就在这时,房间里的灯光突然熄灭,只剩下电脑屏幕还在顽强地亮着。屏幕上的视频画面开始扭曲,那个人影缓缓转过头来。林默屏住呼吸,死死盯着屏幕。那张脸,竟然和他自己长得一模一样。只是那双眼睛里,没有惊恐,只有一种空洞的冷漠。
“你终于找到了入口。”屏幕里的“林默”开口说话了,声音通过音箱传出,带着明显的电子合成音质感,“陈远没有失踪,他成为了‘种子’的一部分。而你,是下一个宿主。”
林默猛地拔掉网线,但屏幕并没有熄灭。相反,视频进度条开始倒转,画面中的场景从那个昏暗的房间切换到了他现在的出租屋。镜头视角竟然就在他身后的天花板上,正冷冷地注视着他。林默惊恐地回头,天花板上空空如也,什么都没有。但他能感觉到,一股无形的视线正牢牢地锁定着他。
手机突然震动起来,屏幕上显示的是一个未知号码。林默颤抖着手接起电话,听筒里传来的不是人的声音,而是一段熟悉的笑声——那是陈远的笑声,但被处理得扭曲而诡异。“别挣扎了,林默。‘泷泽’不是诊所,它是一个巨大的数据池。我们都在里面,只是你还没意识到而已。看看你的脚下。
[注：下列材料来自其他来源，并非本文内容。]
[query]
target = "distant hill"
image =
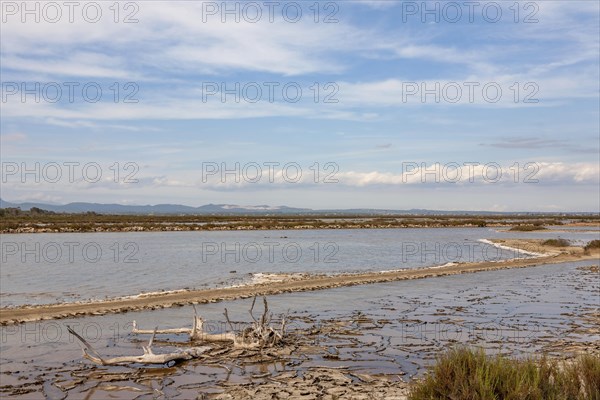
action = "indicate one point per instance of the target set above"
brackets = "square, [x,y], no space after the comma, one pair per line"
[229,209]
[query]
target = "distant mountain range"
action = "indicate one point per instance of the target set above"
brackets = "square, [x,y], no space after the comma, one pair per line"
[229,209]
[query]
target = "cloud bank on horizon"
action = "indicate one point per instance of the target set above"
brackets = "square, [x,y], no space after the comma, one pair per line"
[330,104]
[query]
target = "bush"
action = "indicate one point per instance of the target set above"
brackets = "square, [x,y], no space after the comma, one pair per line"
[470,374]
[594,244]
[556,242]
[527,228]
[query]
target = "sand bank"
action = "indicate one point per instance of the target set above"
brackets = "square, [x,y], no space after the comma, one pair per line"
[551,255]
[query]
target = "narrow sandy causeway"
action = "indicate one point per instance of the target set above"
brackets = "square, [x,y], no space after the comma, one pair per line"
[551,255]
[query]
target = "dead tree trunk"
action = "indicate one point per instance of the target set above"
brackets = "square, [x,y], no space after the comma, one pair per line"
[147,358]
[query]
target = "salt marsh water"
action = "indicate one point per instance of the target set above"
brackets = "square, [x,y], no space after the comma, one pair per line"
[63,267]
[397,328]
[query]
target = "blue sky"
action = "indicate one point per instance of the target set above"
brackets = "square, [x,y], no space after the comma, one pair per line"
[373,135]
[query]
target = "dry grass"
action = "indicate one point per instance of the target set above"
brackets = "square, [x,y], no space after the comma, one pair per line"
[469,374]
[594,244]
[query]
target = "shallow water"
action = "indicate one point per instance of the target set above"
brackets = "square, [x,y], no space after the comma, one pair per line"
[65,267]
[397,328]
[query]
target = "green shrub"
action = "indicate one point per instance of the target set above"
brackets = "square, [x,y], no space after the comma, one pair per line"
[594,244]
[469,374]
[556,242]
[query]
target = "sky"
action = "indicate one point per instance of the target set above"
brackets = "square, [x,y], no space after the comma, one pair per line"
[332,104]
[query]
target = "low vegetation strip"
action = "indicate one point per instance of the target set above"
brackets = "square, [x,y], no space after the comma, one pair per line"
[464,373]
[40,221]
[306,283]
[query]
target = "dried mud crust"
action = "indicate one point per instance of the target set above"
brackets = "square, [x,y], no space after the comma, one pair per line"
[321,383]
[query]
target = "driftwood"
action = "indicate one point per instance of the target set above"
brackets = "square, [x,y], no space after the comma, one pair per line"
[147,358]
[259,335]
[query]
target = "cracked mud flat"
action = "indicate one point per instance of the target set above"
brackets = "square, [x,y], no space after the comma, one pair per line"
[306,282]
[333,350]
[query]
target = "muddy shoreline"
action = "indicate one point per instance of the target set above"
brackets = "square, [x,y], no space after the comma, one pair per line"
[552,255]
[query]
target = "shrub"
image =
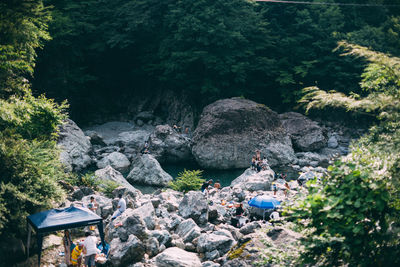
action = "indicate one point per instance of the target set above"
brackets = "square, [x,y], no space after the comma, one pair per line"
[187,180]
[108,187]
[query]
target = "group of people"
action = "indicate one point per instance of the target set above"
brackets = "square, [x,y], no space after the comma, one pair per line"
[209,184]
[85,250]
[257,163]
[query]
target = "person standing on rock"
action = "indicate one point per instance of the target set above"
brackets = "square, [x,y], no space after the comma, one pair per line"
[120,208]
[90,249]
[67,242]
[258,155]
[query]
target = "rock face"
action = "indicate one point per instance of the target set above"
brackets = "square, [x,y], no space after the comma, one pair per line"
[254,181]
[75,147]
[147,170]
[124,253]
[109,174]
[169,146]
[194,205]
[306,135]
[176,257]
[117,160]
[230,131]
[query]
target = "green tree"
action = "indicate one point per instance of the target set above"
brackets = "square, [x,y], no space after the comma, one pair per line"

”
林默低下头,发现地板上不知何时出现了一个微小的红色光点,正随着他的呼吸频率闪烁。那光点越来越大,逐渐蔓延成一张复杂的网络图谱,覆盖了他的整个房间。他意识到,自己所谓的“现实”,可能只是一个被精心构建的沙盒。而那个名为“.seed”的文件,正是打开这个沙盒、或者说是摧毁这个牢笼的钥匙。
他重新坐回电脑前,手指不再颤抖。既然逃避无法改变现状,那么唯一的出路就是深入其中。他重新插入网线,将视频文件拖入一个自定义的解码程序中。屏幕上代码飞速滚动,一行行红色的警告弹窗接连跳出,但他没有关闭,而是直接按下了回车键。
“既然我是种子,”林默对着屏幕冷冷地说道,“那我就让你看看,种子是如何发芽的。”
随着回车键的落下,整个房间陷入了一片死寂。窗外的雨声消失了,霓虹灯的光芒凝固在半空。林默感到自己的意识正在被抽离,身体变得轻盈,仿佛化作了一串数据流,向着未知的深渊坠去。而在现实的某个角落,另一台电脑屏幕亮起,显示着同样的画面,等待着下一个猎物的到来。